Freshly made, each crispy bite of spring roll gave way to a savory filling of vegetables that came directly from the dining room’s adjoining farm.
New volunteer Dana Nguyen had received the fresh vegetables only a day or so before and wanted to do something special as the dining room returned full force, so she cooked up the produce into the delicious appetizer for all to enjoy.
Guests could taste the love and care with which she made the spring rolls — a family recipe from Vietnam, where Dana and her friend Mindy are originally from.
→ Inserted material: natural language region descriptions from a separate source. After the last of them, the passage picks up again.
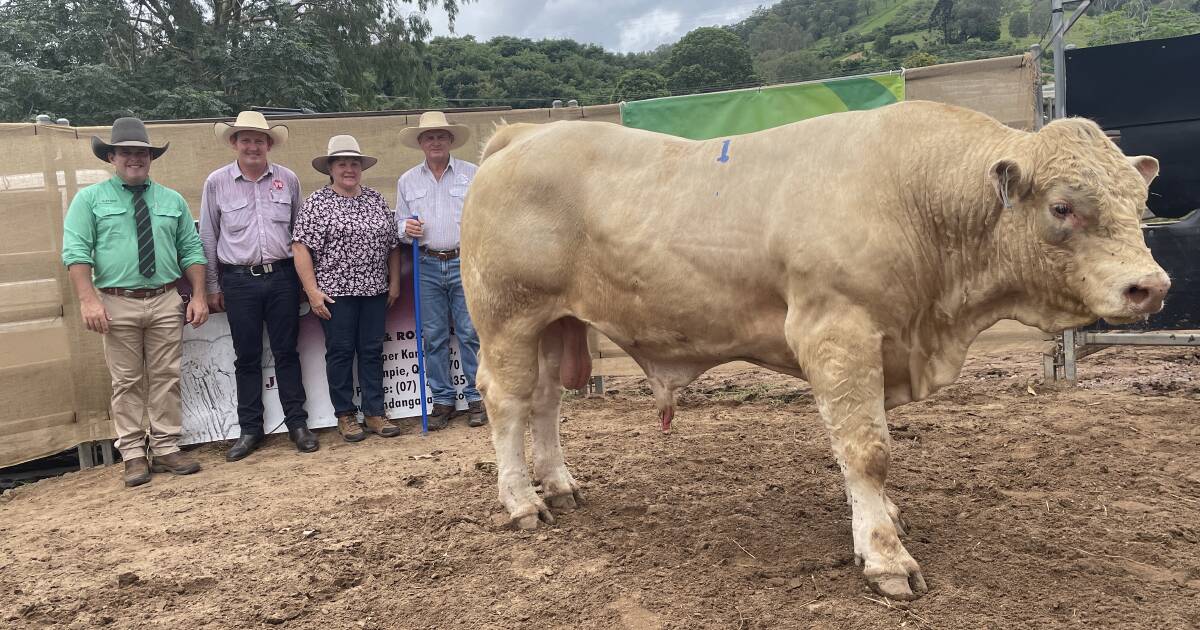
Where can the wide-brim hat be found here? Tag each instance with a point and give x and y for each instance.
(341, 147)
(126, 132)
(433, 120)
(251, 121)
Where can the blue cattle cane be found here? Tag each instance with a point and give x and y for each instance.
(420, 335)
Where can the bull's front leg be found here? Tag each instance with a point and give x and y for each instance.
(559, 490)
(843, 363)
(507, 378)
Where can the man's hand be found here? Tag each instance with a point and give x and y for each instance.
(197, 311)
(317, 300)
(95, 317)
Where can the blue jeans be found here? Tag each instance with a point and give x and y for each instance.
(443, 303)
(355, 327)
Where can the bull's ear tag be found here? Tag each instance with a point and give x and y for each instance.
(725, 151)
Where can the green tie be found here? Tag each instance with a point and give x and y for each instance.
(145, 231)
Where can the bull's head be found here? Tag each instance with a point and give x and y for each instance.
(1080, 201)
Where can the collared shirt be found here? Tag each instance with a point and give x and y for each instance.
(349, 239)
(245, 222)
(437, 203)
(100, 231)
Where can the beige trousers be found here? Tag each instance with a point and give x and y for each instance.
(143, 349)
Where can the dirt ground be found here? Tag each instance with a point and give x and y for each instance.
(1030, 508)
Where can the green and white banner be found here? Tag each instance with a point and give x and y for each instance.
(701, 117)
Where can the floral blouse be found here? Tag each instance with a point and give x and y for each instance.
(349, 239)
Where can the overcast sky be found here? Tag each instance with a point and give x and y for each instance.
(618, 25)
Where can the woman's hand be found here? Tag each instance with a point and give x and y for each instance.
(317, 300)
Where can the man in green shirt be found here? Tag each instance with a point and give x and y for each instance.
(129, 239)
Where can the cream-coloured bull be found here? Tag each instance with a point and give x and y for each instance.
(861, 251)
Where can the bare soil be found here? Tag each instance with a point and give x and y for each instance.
(1031, 507)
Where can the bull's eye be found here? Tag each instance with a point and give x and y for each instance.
(1061, 210)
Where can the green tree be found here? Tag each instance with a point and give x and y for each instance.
(796, 66)
(708, 58)
(187, 58)
(882, 43)
(639, 85)
(1119, 27)
(1019, 24)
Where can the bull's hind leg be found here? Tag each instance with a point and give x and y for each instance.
(558, 487)
(508, 376)
(843, 363)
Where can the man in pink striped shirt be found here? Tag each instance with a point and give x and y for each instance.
(247, 209)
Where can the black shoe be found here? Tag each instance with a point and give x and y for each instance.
(304, 439)
(439, 417)
(245, 445)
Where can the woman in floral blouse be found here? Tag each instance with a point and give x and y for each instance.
(347, 257)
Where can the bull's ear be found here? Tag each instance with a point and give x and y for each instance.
(1008, 180)
(1145, 165)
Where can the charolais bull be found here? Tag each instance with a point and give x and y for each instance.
(862, 252)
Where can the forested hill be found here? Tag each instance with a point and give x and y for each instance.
(95, 60)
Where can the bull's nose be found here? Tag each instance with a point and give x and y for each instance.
(1146, 295)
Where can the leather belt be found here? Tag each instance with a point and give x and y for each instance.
(258, 270)
(441, 255)
(138, 293)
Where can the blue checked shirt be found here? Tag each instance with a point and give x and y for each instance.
(437, 203)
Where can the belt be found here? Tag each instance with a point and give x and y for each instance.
(258, 270)
(138, 293)
(441, 255)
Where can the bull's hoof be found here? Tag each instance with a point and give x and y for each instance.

Mindy has volunteered at the Mesa Dining Room and farm with Vincentian volunteer Mary Ann Ricketts for about five years, only recently bringing Dana along.
“We love to help people,” said Mindy, who spoke on their behalf. Dana doesn’t yet speak English.
“We feel bad when we see people on the street and how hard it is for them. Living in the dirt is no good. We don’t want people to die outside, so we welcome them inside the dining room with us for food, water and clothes,” Mindy said. “We’re all human, you know.”
Fulfilling basic needs in dignified and loving ways is at the heart of the Mesa Dining Room’s reopening. The kitchen underwent months of construction and renovation to install new appliances, particularly a dishwasher, that allows a switch from serving on Styrofoam to serving on dinner trays and cups.
“With this installation, we’ll be diverting 1.5 million pounds of waste from the landfill,” Dining Rooms Manager Jim Baker said. “It’s helping us not only improve our sustainability, but also offer our guests a more dignified dining experience.”
Top that off with the Dana’s delicious spring rolls, and the guests of the Mesa Dining Room have a warm welcome, meal and specialty treat to look forward to.